3.2 Tatalaksana Pasien di Rumah Sakit Rujukan
3.2.1 Terapi Suportif Dini dan Pemantauan
a. Berikan terapi suplementasi oksigen segera pada pasien ISPA berat dan distress pernapasan, hipoksemia, atau syok.
- Terapi oksigen dimulai dengan pemberian 5 L/menit dengan nasal kanul dan titrasi untuk mencapai target SpO2 ≥90% pada anak dan orang dewasa yang tidak hamil serta SpO2 ≥ 92%-95% pada pasien hamil.
- Pada anak dengan tanda kegawatdaruratan (obstruksi napas atau apneu, distres pernapasan berat, sianosis sentral, syok, koma, atau kejang) harus diberikan terapi oksigen selama resusitasi untuk mencapai target SpO2
≥94%;
- Semua pasien dengan ISPA berat dipantau menggunakan pulse oksimetri dan sistem oksigen harus berfungsi dengan baik, dan semua alat-alat
untuk menghantarkan oksigen (nasal kanul, sungkup muka sederhana, sungkup dengan kantong reservoir) harus digunakan sekali pakai.
- Terapkan kewaspadaan kontak saat memegang alat-alat untuk menghantarkan oksigen (nasal kanul, sungkup muka sederhana, sungkup dengan kantong reservoir) yang terkontaminasi dalam pengawasan atau terbukti COVID-19.
b. Gunakan manajemen cairan konservatif pada pasien dengan ISPA berat tanpa syok.
Pasien dengan ISPA berat harus hati-hati dalam pemberian cairan intravena, karena resusitasi cairan yang agresif dapat memperburuk oksigenasi, terutama dalam kondisi keterbatasan ketersediaan ventilasi mekanik.
c. Pemberian antibiotik empirik berdasarkan kemungkinan etiologi.
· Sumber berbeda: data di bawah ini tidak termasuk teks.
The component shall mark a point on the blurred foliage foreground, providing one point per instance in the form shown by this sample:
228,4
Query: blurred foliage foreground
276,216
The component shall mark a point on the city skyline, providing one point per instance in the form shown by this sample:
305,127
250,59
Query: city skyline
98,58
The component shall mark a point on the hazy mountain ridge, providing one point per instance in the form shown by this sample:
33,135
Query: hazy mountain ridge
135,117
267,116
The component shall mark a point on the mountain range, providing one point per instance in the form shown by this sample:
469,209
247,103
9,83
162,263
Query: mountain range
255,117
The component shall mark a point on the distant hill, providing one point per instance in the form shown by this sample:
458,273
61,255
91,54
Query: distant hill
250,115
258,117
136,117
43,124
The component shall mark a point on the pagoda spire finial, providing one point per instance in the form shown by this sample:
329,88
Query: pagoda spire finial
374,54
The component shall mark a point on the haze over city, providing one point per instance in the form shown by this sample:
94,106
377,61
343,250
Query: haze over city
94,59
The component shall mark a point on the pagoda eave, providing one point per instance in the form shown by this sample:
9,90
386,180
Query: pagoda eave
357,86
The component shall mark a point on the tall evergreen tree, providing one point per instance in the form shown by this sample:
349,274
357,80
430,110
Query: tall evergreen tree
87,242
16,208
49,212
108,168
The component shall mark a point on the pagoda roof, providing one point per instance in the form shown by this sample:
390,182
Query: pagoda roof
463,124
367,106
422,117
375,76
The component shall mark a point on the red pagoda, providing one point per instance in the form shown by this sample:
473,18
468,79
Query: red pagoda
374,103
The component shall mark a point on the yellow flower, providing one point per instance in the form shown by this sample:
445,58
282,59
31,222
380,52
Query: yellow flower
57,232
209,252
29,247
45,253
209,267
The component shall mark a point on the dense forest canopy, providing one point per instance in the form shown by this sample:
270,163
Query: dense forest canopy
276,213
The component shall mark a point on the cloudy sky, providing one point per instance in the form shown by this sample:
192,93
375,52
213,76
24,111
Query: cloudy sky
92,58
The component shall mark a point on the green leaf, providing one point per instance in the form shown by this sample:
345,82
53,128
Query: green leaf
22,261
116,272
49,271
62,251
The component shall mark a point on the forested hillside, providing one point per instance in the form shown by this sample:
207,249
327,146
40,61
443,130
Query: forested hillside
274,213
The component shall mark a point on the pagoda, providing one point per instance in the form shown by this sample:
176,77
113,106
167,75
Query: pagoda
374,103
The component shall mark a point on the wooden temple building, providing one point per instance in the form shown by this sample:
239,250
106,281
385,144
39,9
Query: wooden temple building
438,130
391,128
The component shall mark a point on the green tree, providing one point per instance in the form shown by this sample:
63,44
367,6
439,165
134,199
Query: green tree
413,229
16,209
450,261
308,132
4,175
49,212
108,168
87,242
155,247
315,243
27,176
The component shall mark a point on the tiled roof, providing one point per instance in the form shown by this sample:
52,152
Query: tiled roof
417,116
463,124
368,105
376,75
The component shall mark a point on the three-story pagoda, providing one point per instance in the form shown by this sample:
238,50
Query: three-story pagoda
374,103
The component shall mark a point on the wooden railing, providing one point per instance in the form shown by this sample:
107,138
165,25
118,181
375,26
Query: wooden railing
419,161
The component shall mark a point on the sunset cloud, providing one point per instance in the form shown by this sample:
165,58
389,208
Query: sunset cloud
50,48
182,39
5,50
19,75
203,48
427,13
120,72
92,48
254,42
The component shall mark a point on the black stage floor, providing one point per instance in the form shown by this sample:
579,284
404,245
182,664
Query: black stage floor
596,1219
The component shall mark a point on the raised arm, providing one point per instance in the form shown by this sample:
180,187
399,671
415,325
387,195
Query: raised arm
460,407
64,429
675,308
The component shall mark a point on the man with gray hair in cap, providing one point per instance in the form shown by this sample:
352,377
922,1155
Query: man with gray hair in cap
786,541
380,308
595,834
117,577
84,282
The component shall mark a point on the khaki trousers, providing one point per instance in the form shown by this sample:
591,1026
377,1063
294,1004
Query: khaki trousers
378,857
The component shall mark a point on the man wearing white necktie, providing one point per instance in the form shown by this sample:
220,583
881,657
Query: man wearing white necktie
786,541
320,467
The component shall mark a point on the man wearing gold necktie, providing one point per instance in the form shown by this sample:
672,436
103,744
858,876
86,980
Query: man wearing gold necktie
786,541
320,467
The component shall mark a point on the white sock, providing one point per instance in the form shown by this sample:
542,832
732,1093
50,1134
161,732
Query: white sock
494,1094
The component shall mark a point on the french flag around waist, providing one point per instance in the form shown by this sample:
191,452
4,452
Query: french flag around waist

Pada kasus sepsis (termasuk dalam pengawasan COVID-19) berikan antibiotik empirik yang tepat secepatnya dalam waktu 1 jam.
Pengobatan antibiotik empirik berdasarkan diagnosis klinis (pneumonia komunitas, pneumonia nosokomial atau sepsis), epidemiologi dan peta kuman, serta pedoman pengobatan. Terapi empirik harus di de-ekskalasi apabila sudah didapatkan hasil pemeriksaan mikrobiologis dan penilaian klinis.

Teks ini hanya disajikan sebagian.